穆凌繹的目光銳利,一身抗暝司黑色錦服在梁啟珩的面前沒有半分的下級樣子,反倒氣勢更加的凌厲,更加的迫人。
“五皇子提醒得是。”他知道得出動司警,但他也想,讓梁啟珩掌握一些上級,乃至他一個至高無上的皇子的威嚴是好的,自己不應該去反駁他,這樣,他對顏兒也會平和些。
梁啟珩驀然蹙起眉,看著刻意收斂了氣勢,和變得不再避著自己,更是不再反駁自己命令的穆凌繹,也不多做糾纏,直接轉身,往抗暝司的方向而去。
兩人在抗暝司調派了司警,說明了出行的任務之后,以最快的命令趕到了柳府。
氣派的柳府門匾之下站滿了家丁和侍女,見著穆凌繹和梁啟珩帶著司警的到來,趕緊行禮讓路。
柳程忠更是不知在何時從哪個角落冒出來,就那樣的行禮,迎了上去。
“五皇子呀穆統領呀你們兩位可要為老夫做主啊!這名叫無洛的女魔頭真的太猖狂了,綁了人就算了,竟然還殺了,欺辱到我整個柳府的頭上來!”他對著梁啟珩和穆凌繹哭訴著,演的那那叫一個悲痛欲絕。
梁啟珩和穆凌繹很是厭惡的看著柳程忠,都側過身避開他的身子,很嫌棄他一個男人,竟然痛哭流涕的扮著可憐。
“帶路。
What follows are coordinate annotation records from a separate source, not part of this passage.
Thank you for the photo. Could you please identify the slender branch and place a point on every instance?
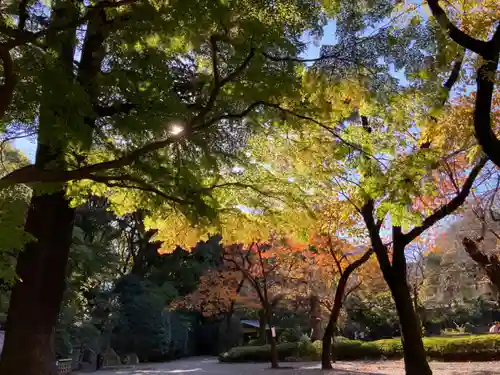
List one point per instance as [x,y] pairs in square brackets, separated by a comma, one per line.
[23,14]
[458,36]
[482,112]
[374,232]
[119,181]
[7,88]
[219,82]
[449,207]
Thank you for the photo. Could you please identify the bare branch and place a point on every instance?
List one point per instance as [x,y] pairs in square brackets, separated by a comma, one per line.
[449,207]
[10,80]
[458,36]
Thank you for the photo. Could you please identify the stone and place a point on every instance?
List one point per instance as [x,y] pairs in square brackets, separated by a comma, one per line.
[110,358]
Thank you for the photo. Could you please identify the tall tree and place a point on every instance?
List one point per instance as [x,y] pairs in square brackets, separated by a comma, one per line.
[121,96]
[468,25]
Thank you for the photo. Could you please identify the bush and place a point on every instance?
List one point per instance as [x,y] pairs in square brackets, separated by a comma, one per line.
[256,342]
[290,335]
[470,348]
[258,353]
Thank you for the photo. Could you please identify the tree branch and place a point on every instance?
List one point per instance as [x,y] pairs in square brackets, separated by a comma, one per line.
[485,80]
[373,230]
[7,88]
[458,36]
[447,208]
[219,82]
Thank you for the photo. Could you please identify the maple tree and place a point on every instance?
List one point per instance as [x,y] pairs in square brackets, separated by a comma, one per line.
[385,160]
[468,24]
[257,275]
[125,102]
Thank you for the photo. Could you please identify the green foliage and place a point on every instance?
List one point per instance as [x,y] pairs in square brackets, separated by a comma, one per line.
[290,335]
[471,348]
[13,206]
[140,328]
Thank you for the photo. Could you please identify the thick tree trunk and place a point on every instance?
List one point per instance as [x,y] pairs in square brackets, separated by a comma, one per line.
[36,298]
[411,335]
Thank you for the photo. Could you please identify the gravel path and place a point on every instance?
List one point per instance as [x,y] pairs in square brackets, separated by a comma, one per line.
[210,366]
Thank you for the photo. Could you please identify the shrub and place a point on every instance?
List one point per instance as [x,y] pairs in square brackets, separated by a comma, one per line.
[256,342]
[470,348]
[290,335]
[258,353]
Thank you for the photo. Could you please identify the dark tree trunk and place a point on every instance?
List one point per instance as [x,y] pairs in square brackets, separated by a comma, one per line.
[490,264]
[262,326]
[411,335]
[272,340]
[315,318]
[331,328]
[36,298]
[328,352]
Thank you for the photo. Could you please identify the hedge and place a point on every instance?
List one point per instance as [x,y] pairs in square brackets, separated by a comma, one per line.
[469,348]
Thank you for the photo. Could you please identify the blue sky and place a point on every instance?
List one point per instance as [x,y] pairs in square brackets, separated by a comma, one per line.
[28,145]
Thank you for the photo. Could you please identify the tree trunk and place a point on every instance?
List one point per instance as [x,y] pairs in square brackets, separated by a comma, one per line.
[272,340]
[262,326]
[411,335]
[36,298]
[331,328]
[490,264]
[315,318]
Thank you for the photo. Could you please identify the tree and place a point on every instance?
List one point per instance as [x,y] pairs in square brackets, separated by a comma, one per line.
[345,268]
[385,160]
[343,260]
[117,132]
[477,23]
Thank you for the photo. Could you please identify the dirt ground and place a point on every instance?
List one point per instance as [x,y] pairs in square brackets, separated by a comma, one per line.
[210,366]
”
冷冷的兩個字,從穆凌繹的口中說了出來。他終于不再跟在梁啟珩的身后,抬腳先行進了柳府的大門。
他目光極為敏銳的看到,就在正前方的大堂,那最為顯眼的橫梁上,掛著一個包裹。那包裹的形狀,還有那不斷的從包裹里滴落下來的鮮血,都讓人不寒而豎。
盡管被黑色的布包裹著,但誰都知道,那是一個人,頭,一個從身體上,割下來,的人,頭。
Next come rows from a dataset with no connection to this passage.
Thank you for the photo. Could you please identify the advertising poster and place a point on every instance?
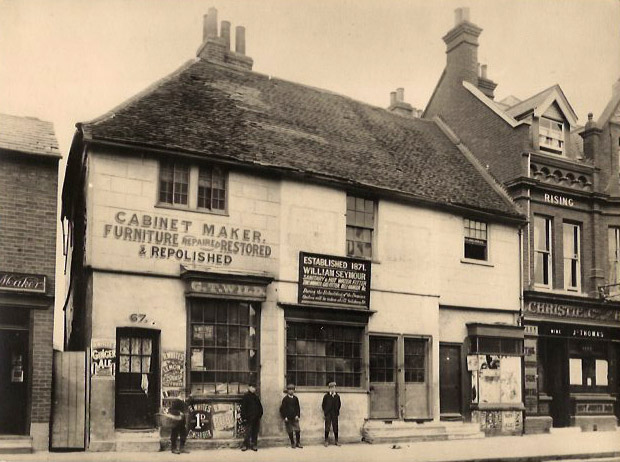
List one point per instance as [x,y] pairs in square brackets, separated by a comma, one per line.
[103,358]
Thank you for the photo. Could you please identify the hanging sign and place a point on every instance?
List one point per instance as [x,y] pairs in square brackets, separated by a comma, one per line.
[326,279]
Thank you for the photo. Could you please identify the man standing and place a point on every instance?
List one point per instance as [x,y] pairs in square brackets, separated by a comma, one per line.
[331,411]
[251,413]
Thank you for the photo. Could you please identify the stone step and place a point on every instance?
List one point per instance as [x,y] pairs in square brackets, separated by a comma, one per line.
[15,444]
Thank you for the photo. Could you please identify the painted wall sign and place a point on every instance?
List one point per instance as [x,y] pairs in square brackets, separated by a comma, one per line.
[557,199]
[165,238]
[173,369]
[103,358]
[233,290]
[327,279]
[567,311]
[19,282]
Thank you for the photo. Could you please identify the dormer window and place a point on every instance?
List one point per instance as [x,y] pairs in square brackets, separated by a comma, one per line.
[551,135]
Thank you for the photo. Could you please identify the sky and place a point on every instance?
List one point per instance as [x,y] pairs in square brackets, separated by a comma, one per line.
[70,61]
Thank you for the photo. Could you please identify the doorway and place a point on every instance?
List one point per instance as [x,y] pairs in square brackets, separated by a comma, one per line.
[450,380]
[137,378]
[399,381]
[13,381]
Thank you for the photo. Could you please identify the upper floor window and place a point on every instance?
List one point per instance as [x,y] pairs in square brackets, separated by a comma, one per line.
[360,226]
[614,259]
[211,188]
[551,135]
[542,250]
[173,183]
[572,257]
[475,239]
[191,186]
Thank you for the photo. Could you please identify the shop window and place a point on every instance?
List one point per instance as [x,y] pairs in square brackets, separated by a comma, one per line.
[317,353]
[542,250]
[475,239]
[572,256]
[201,187]
[613,278]
[551,135]
[173,183]
[360,226]
[211,188]
[223,346]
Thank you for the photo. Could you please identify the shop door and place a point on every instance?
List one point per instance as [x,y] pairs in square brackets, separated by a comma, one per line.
[416,380]
[557,376]
[383,378]
[137,378]
[13,381]
[449,379]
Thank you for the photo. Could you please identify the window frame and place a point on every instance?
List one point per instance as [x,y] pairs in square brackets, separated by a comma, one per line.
[573,258]
[469,221]
[365,226]
[548,251]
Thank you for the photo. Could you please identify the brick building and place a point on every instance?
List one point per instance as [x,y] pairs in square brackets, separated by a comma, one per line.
[28,194]
[231,227]
[566,177]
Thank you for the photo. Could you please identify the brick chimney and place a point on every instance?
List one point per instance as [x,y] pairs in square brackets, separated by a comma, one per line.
[216,47]
[462,54]
[400,107]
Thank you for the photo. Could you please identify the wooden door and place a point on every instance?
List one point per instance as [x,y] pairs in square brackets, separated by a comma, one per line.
[13,381]
[69,410]
[137,378]
[416,379]
[383,377]
[450,379]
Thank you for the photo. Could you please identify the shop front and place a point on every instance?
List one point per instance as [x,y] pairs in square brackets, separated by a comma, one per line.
[572,364]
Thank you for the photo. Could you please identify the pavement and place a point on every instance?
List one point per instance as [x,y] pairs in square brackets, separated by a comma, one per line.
[564,446]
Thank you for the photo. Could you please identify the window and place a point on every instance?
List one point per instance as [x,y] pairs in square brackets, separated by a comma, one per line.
[572,266]
[542,250]
[211,188]
[360,226]
[190,186]
[614,259]
[475,239]
[223,346]
[551,135]
[317,353]
[173,183]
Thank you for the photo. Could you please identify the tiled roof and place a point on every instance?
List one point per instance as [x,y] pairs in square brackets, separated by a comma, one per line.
[28,135]
[216,111]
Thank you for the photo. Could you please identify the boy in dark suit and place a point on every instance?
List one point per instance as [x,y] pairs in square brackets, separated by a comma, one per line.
[291,412]
[331,411]
[251,413]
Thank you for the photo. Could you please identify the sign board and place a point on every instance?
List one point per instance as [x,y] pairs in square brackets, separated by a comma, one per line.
[332,280]
[19,282]
[103,358]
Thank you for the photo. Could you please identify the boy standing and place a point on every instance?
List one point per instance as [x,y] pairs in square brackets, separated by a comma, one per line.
[251,413]
[291,412]
[331,411]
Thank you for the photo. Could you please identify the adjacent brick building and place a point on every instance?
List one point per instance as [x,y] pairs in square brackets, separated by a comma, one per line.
[566,178]
[230,227]
[29,158]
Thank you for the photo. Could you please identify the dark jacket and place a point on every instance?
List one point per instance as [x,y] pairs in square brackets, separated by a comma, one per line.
[331,405]
[289,409]
[251,408]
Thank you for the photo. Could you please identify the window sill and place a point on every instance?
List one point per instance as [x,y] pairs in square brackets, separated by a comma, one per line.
[473,261]
[187,209]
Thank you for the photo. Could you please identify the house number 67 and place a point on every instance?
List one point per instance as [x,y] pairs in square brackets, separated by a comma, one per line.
[137,317]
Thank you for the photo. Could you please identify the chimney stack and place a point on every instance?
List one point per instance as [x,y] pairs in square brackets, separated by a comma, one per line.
[399,106]
[216,48]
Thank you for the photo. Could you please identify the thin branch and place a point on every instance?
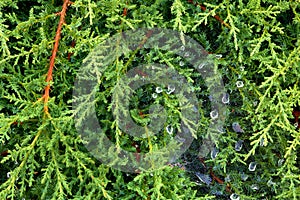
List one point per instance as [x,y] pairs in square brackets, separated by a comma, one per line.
[54,52]
[215,16]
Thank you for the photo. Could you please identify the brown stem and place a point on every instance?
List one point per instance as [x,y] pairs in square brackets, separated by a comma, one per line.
[54,52]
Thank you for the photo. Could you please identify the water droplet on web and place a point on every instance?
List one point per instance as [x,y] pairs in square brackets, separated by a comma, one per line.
[154,95]
[234,196]
[225,98]
[218,56]
[238,145]
[171,89]
[214,153]
[158,90]
[214,114]
[280,162]
[252,166]
[204,178]
[254,187]
[169,129]
[201,66]
[237,128]
[239,84]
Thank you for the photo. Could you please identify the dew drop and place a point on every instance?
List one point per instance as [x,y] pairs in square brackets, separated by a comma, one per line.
[225,98]
[169,129]
[171,89]
[237,128]
[214,153]
[254,103]
[158,90]
[234,196]
[204,178]
[239,84]
[238,145]
[214,114]
[252,166]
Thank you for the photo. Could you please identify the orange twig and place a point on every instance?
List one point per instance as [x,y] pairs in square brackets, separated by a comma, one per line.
[215,16]
[54,51]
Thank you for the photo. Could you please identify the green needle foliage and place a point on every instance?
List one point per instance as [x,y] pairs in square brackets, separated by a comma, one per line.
[42,154]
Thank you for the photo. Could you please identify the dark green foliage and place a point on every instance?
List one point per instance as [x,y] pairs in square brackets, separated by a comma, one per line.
[259,43]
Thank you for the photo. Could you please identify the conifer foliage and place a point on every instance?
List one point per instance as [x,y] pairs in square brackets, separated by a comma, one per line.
[255,45]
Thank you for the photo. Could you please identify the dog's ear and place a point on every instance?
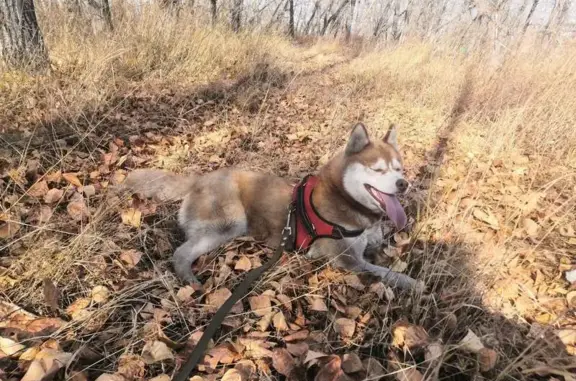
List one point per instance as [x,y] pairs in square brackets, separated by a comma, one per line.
[392,137]
[358,139]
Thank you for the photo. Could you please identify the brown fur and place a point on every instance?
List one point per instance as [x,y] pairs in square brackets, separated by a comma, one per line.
[221,205]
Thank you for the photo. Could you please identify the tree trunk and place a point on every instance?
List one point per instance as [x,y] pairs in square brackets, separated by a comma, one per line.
[237,15]
[291,26]
[350,24]
[529,17]
[214,11]
[101,8]
[21,42]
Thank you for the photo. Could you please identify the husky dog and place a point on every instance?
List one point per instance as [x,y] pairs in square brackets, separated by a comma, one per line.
[356,189]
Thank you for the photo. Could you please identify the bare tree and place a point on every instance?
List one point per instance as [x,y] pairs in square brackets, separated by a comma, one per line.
[101,14]
[291,31]
[236,15]
[214,11]
[333,19]
[21,42]
[529,17]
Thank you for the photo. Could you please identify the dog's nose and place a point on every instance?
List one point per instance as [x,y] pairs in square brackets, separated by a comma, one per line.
[402,185]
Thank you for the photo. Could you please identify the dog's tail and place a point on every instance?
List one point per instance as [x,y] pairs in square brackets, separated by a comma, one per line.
[158,184]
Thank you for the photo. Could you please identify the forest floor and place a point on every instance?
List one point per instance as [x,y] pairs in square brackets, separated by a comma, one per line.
[87,290]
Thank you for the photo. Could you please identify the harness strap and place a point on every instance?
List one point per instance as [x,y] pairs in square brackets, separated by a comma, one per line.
[310,225]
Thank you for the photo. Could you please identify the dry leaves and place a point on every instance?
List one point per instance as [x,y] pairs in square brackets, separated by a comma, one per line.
[215,299]
[156,351]
[131,217]
[46,363]
[260,305]
[72,178]
[53,195]
[77,208]
[243,264]
[487,217]
[130,258]
[282,361]
[9,226]
[408,336]
[344,327]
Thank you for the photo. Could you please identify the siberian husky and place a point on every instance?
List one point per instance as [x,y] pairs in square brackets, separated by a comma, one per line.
[356,190]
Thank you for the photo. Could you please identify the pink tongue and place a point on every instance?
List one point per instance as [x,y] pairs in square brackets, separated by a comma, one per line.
[393,209]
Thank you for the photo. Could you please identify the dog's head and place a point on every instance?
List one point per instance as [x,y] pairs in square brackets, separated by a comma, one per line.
[373,173]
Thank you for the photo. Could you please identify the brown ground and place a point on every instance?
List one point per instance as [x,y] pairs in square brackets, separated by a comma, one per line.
[493,234]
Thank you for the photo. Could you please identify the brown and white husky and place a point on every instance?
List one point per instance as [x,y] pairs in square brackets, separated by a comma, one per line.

穆凌繹眼底里微不可查的閃過一絲冷笑,心里覺得清池的任務完成得很好,柳程忠就算心里多有底,知道會發生不好的事情,但他肯定也猜不到,自己的顏兒,他們認為沒用的一方,會用這樣血腥,駭人的方式來打擊他們。
呵,尹祿。
還遠不止如此六個字,要傳達的,是你一定會墜入無邊的地獄。
你對顏兒的殘忍,我一定會讓你償還!
穆凌繹毫不掩飾眼里狠厲的光芒,直接回望柳程忠,聲音帶著笑意,滲人的笑意。
“柳大人,看這留信,我想,兇手還會再次行動。”
話落,本就被穆凌繹眼神震懾到的柳程忠,徹底攤在了地上。
他害怕,很害怕。
穆凌繹的話,就好似在印證他自己腦海里的那些不安的猜想。
明明主上說會無事的。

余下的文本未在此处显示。